Design/methodology/approach
This study applies qualitative analysis methodology, involving interviews with 18 industry experts, from the energy sector in a sizeable energy country.
Findings
The analysis revealed a growing demand, particularly, in the oil and gas industry, driven by emerging business needs. Qualitative data analysis has identified 10 themes such as implemented methodologies, motivation drivers, deployment approaches, sustainability factors, benefits and challenges. Additionally, new themes emerged, including influencers to start OpEx, resource requirements, enablers for successful OpEx and systems.

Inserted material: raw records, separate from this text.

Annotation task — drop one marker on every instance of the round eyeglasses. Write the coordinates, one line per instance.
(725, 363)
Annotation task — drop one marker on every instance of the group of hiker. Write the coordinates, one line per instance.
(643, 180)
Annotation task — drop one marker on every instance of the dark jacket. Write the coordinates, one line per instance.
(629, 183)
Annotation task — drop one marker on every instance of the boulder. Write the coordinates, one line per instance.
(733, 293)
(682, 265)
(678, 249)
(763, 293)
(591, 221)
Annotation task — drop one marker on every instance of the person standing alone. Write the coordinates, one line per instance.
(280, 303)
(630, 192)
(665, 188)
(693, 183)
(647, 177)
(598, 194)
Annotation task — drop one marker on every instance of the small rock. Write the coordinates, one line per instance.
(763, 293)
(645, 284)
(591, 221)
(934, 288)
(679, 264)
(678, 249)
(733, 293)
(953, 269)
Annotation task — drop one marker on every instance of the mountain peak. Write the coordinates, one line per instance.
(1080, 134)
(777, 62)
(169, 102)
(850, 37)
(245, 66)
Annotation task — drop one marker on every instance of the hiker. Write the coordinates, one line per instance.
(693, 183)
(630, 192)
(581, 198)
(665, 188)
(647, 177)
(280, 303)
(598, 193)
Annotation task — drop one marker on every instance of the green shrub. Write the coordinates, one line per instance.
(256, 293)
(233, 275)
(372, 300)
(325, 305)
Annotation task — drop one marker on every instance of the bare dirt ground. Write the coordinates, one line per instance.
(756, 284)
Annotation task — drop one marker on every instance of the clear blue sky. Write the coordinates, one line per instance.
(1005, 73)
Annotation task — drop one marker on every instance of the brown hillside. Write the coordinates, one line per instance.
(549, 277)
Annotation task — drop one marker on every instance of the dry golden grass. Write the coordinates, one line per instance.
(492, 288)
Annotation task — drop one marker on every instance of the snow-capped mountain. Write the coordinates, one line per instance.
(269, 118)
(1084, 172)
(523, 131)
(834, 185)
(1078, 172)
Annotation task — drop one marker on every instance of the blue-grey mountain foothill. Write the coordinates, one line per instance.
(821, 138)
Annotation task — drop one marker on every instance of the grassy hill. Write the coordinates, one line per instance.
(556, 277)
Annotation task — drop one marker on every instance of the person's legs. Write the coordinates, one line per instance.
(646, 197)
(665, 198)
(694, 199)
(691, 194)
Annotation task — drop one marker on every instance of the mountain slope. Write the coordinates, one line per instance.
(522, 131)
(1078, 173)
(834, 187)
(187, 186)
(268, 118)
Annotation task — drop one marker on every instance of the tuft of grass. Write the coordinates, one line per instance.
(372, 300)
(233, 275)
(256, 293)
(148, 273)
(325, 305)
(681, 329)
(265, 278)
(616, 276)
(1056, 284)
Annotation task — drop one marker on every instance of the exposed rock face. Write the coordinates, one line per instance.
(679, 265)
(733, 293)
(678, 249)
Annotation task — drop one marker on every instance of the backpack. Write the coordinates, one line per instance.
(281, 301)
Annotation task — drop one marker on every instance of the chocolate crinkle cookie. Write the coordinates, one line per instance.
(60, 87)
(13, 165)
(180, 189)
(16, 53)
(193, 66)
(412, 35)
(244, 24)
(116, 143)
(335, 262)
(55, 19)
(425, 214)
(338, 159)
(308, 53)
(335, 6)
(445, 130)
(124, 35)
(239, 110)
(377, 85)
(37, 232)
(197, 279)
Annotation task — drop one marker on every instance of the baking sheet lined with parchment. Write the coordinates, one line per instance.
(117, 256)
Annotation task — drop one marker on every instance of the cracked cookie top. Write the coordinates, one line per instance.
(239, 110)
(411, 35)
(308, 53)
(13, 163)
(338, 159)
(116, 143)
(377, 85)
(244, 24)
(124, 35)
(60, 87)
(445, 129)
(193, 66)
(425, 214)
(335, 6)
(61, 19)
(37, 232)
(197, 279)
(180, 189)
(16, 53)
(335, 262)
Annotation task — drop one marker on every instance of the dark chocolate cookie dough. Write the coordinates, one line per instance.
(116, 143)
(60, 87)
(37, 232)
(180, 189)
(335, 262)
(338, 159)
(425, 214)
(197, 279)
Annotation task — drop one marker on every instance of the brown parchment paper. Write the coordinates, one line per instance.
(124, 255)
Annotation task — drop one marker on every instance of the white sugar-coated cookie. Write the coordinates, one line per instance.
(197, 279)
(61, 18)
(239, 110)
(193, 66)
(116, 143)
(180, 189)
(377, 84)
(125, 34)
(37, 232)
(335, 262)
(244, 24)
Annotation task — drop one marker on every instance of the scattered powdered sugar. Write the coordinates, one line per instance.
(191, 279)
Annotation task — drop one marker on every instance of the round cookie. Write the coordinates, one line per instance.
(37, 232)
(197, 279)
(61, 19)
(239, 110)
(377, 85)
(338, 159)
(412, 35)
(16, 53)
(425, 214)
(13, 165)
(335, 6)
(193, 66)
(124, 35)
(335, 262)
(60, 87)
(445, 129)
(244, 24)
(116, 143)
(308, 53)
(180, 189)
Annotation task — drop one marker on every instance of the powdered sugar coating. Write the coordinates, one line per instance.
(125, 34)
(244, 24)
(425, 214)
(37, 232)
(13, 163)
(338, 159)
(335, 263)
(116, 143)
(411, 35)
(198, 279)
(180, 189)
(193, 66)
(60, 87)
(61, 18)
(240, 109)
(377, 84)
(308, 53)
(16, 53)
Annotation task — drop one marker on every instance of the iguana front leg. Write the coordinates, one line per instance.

Research limitations/implications
This research was limited to Oman and the findings drawn from Omani energy companies may have limited applicability to energy companies in other regions. Therefore, if these findings were to be used, the validation of the findings in relation to other countries should be conducted, to ensure the validity of the context and outcome.
Practical implications
These findings contribute to understanding OpEx dynamics in the Omani energy sector, offering valuable insights for effective utilisation and organisational goal achievement. Furthermore, the study offers valuable insights on how to effectively employ OpEx initiatives in the energy sector to achieve their goals and create value. It addresses the lack of knowledge, offers a framework for successful OpEx implementation, bridges the theory-practice gap and provides insights for optimal utilisation.
Originality/value
To the best of the authors’ knowledge, this is the first empirical study on assessing OpEx methodologies in the energy sector, and therefore it serves as a foundation for many future studies. The study provides a theoretical foundation for the OpEx methodologies in terms of organisational readiness for successful OpEx implementation.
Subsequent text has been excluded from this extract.